Risking It All, For The Safety Of All

A look into an essential worker’s life in the midst of a pandemic


Kay Copeland

While most of the world is safe at home, essential workers continue to go to work and serve the public.

In the United States today, it’s estimated that the unemployment rate due to COVID-19 has now reached 13%, which is the highest it’s been since the Great Depression. But while many people are out of work at the moment, essential businesses are still open to the public. 

What defines an essential business varies by the state. To see a list of generic essential businesses, click here

Some people would be surprised to see that pet stores are considered essential during this time. My grandmother, Lynn Wyatt, is the owner of Lynn’s Pets in Wentzville. She has been in business for 42 years, and this pandemic is increasingly affecting how she manages her pet store.

“Coronavirus has greatly impacted my shop. I’m hoping I can get a small business loan to help me through it,” Wyatt said. “I’m just trying to keep myself, my workers and my customers safe and healthy.”

Submitted by Lynn Wyatt
Lynn Wyatt and one of her customers stand behind the counter at her pet store, prior to the new store policies.

Wyatt has been in business during trying times in the past. She expresses how she has never seen something this intense before that impacts her business to this degree. Yet, despite the tough circumstances, she is securing the safety of herself and her employees.

“We’ve implemented a couple policies. I closed the shop to the public and we’re just taking online and phone orders right now. We’re doing curbside pickup, so we bring the items out to their car. We also don’t take cash right now, we only accept cards so I can keep my workers safe,” Wyatt said. “I can’t take a chance on anything. I need to be healthy to take care of my granddaughters and to stay in business.”
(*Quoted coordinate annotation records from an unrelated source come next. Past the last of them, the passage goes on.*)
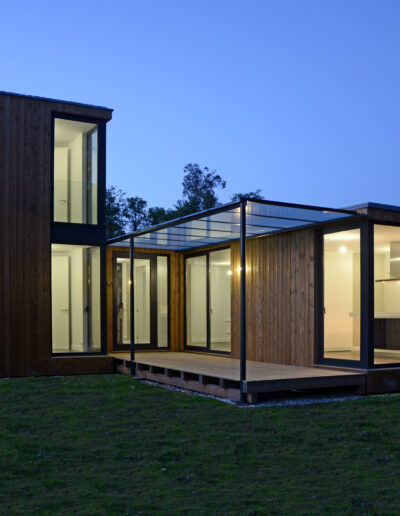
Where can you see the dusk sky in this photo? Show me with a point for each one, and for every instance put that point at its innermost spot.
(298, 98)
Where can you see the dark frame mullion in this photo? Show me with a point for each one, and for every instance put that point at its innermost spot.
(367, 295)
(208, 304)
(153, 344)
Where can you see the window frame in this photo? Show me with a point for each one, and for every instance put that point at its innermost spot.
(78, 228)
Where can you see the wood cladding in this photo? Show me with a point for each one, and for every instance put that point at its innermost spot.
(280, 294)
(25, 282)
(176, 308)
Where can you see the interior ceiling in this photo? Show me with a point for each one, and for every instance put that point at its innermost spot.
(65, 131)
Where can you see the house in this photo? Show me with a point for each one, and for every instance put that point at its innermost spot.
(242, 300)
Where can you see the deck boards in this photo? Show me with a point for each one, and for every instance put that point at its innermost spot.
(228, 368)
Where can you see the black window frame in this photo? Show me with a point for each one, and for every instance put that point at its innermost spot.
(153, 345)
(103, 304)
(207, 349)
(76, 229)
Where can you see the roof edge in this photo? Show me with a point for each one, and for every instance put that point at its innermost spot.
(47, 99)
(376, 205)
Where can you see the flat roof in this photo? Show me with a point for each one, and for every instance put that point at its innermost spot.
(376, 205)
(222, 224)
(46, 99)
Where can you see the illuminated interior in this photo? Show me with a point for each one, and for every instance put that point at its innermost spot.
(75, 171)
(75, 292)
(386, 294)
(342, 295)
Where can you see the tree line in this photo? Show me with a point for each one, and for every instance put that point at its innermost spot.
(126, 214)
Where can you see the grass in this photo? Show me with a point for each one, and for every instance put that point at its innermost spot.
(103, 445)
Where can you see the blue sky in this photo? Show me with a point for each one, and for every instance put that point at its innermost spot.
(298, 98)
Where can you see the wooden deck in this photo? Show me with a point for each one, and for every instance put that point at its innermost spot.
(220, 376)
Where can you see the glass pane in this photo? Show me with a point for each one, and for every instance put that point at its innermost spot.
(220, 300)
(123, 301)
(387, 294)
(75, 171)
(75, 291)
(142, 300)
(162, 301)
(342, 295)
(196, 301)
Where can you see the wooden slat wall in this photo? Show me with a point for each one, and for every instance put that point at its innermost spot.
(176, 316)
(280, 298)
(25, 172)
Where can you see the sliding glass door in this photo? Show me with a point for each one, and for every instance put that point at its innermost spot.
(151, 301)
(208, 301)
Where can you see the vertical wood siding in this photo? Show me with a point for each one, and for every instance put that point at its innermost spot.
(25, 254)
(280, 298)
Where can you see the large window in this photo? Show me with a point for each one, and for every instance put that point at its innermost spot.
(151, 301)
(75, 294)
(208, 301)
(75, 171)
(342, 295)
(386, 294)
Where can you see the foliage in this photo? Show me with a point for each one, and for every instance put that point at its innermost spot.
(199, 189)
(115, 212)
(256, 195)
(136, 213)
(198, 193)
(111, 445)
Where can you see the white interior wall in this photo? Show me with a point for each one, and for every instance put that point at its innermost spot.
(77, 299)
(61, 197)
(76, 176)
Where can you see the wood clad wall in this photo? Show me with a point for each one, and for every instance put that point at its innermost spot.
(176, 315)
(280, 298)
(25, 283)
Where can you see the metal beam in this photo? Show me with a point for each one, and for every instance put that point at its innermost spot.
(243, 204)
(132, 301)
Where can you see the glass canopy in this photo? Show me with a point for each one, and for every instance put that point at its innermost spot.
(222, 224)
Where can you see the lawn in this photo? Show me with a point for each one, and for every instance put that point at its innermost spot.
(108, 444)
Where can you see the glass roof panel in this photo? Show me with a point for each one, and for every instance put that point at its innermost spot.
(222, 224)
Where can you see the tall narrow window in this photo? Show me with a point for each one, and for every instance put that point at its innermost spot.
(75, 294)
(386, 294)
(151, 301)
(342, 295)
(75, 172)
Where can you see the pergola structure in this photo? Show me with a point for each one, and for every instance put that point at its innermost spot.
(241, 220)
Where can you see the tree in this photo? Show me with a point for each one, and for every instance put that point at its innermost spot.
(157, 215)
(256, 195)
(136, 213)
(198, 189)
(115, 212)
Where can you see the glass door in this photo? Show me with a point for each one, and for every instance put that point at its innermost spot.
(341, 287)
(151, 301)
(208, 301)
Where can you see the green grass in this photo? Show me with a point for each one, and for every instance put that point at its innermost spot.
(99, 445)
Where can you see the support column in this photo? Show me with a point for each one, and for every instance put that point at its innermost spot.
(243, 205)
(132, 301)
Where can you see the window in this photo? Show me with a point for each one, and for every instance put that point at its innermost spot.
(208, 301)
(75, 291)
(386, 294)
(342, 295)
(151, 301)
(75, 172)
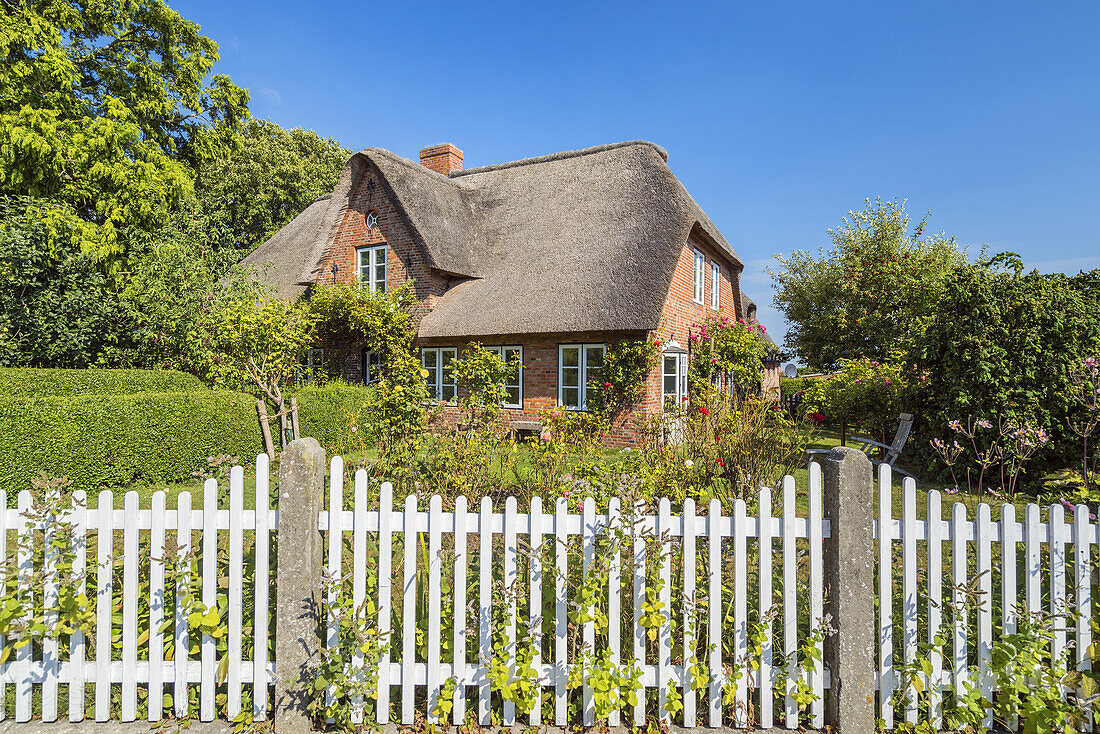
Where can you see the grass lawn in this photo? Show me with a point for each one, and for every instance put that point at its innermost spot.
(822, 439)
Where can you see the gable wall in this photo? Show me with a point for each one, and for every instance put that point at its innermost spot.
(681, 311)
(405, 260)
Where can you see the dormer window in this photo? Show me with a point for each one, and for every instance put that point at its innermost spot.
(700, 276)
(372, 267)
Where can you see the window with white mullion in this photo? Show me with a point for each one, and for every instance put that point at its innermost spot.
(514, 384)
(372, 267)
(673, 379)
(715, 285)
(700, 276)
(440, 380)
(574, 365)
Essential workers are at a higher risk of contracting coronavirus than those who are working from home. Even though she has to continue to put herself at risk each day, Wyatt is taking precautions for the safety of everyone. Although, some of her customers aren’t too happy with the current policies. 

“There are some people who don’t understand why I’m taking this so seriously,” Wyatt said. “I’ve actually lost a couple of customers because I wouldn’t allow them inside of my shop.”

That’s not the only loss of business Wyatt has encountered. Since implementing the new rules, Wyatt has not served the same amount of customers that she did before the virus. 

“The money’s not coming in like it should to pay the bills and to pay my workers, but I’m hoping it picks up,” Wyatt said. “I’ve been making some personal sacrifices to make sure that their income isn’t affected.”

These are extremely tough times for everybody, but without essential businesses, we would be far worse off than we are currently. Essential workers who put their health at risk to serve the public deserve respect and deserve to be heard. Take the time to thank an essential worker today.